What is the TopologyTracer?

Currently, a software for the datamining of dump snapshots obtained from densely sampled instrumented grain coarsening simulations.

What are the user benefits?

Enabling studies with orders of magnitude more grains and thus higher statistical significance by parallelization

Unique capability of considering higher-order neighbors

What sets the TopologyTracer apart from other tools like DREAM3D or MTex?

Spatio-temporal capabilities

While the aforementioned tools’ strength is their ability to compute distributional descriptive statistics, like the grain size distribution or the orientation distribution function (ODF), they fall still short in their spatio-temporal and correlative capabilities. Additionally, they have much lower scalability as they do so far not employ parallelization. Thus, it remains the user’s responsibility to add parallel functionality into the source code or set up batch processing queues via modifying the analysis scripts. Either way, this is not only a tedious task but in particular with respect to the scripting environment not straightforward to implement in a manner to advise the script interpreter exactly and in full control of the user were data should be stored to employ as much memory locality as possible: that is to assure that data which describe the microstructure in local regions are mapped as closely as possible into main memory such that their processing requires less costly memory queries.

Scalable efficient parallel design

By contrast, the TopologyTracer improves on this with its two-layer data parallelism. The individual datasets, each of which represents one time step, are elements in the coarser MPI-layer. Each MPI process hosts a contiguous set of all datasets over a particular time step interval. Additionally, each dataset is stored spatially partitioned into memory regions. These become mapped in such a manner as to reduce the number of remote memory accesses. It is exactly this data-locality-improvement-oriented design which suits potential thread-parallel execution with OpenMP for instance. Several pieces of this MPI/OpenMP-hybrid parallel scheme have already been implemented.

The figure illustrates this two-level parallelism.

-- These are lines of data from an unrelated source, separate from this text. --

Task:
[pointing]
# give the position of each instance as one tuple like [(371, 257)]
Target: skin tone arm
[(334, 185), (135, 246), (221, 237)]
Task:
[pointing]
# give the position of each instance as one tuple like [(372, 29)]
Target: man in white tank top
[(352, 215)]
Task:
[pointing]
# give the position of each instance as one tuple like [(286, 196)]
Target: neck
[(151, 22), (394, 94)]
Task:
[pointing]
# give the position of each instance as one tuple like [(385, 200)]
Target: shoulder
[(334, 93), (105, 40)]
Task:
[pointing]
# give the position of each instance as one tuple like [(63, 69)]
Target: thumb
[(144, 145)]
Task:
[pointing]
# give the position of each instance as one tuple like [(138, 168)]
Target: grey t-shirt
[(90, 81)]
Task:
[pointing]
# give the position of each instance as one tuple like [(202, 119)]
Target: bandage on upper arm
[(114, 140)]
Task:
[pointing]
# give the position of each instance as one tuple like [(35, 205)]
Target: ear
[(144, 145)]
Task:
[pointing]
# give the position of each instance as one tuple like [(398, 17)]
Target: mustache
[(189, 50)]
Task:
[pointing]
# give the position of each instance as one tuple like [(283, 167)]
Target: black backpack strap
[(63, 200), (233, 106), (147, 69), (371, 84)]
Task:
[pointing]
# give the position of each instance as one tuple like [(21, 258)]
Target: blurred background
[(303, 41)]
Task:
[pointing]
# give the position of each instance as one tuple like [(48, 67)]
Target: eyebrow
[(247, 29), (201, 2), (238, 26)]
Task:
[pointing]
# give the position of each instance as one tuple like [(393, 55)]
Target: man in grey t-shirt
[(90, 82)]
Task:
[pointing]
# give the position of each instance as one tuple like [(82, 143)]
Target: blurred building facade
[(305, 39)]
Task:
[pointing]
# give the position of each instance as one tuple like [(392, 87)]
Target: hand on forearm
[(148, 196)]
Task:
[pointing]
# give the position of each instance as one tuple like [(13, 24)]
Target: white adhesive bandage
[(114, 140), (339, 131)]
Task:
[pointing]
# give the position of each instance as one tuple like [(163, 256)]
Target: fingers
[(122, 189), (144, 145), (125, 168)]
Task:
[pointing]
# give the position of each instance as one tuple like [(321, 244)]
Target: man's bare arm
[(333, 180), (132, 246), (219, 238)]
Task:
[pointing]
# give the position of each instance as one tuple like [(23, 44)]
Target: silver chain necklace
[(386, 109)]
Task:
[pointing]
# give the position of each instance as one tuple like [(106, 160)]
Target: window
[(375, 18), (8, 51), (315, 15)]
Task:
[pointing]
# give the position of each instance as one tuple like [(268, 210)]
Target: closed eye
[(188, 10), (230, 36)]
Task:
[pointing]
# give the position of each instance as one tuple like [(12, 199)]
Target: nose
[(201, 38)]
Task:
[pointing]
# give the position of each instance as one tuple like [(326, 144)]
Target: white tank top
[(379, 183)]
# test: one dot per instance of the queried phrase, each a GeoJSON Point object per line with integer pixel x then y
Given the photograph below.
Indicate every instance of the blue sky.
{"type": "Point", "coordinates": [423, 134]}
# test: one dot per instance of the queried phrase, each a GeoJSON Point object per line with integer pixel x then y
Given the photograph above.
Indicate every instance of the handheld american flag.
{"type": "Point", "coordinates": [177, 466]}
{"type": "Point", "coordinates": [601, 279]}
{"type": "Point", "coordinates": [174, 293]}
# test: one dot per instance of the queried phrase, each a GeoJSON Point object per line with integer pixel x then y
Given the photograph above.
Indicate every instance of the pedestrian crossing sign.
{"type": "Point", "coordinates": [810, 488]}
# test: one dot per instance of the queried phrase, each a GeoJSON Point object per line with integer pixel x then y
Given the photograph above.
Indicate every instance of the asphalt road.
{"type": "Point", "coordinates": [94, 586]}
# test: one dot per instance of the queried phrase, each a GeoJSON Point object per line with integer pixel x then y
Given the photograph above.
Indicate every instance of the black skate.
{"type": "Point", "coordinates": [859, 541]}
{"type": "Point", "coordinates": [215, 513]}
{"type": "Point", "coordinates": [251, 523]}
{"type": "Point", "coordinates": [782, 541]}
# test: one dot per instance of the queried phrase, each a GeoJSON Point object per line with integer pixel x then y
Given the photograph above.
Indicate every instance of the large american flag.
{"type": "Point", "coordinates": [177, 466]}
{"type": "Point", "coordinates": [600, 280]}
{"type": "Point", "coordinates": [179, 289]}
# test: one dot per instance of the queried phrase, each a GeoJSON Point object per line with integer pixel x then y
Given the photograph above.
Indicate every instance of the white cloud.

_images/TopologyTracerMemoryHierarchy.jpg

In particular the logical and physical partitioning of the data in the second layer is fundamental to achieve scalable performance by improving data locality. This stands in clear contrast to many proprietary Materials Science software packages which still rely on traditional data structures commonly employed during sequential programming and their execution via scripting-language-based post-processing during which the complexity of data placement is opaque to the user. This opacity is the key to making perceivingly easily maintainable most Computational Materials Science scripting workflows. At the same time, though, it is the prime brake for achieving performance and thereby productive workflows - in particular for ever growing datasets. Admittedly, one could also employ thread parallelism without worrying about locality aspects. Beyond some problem-specific thread count threshold, though, this practice results in increasingly less performant execution as internally frequent remote memory accesses will be required. Exactly, these will then effectively saturate most contemporary memory infrastructures on not only super computers but also workstations and therefore prevent the quick delivering of data to the floating point processing units.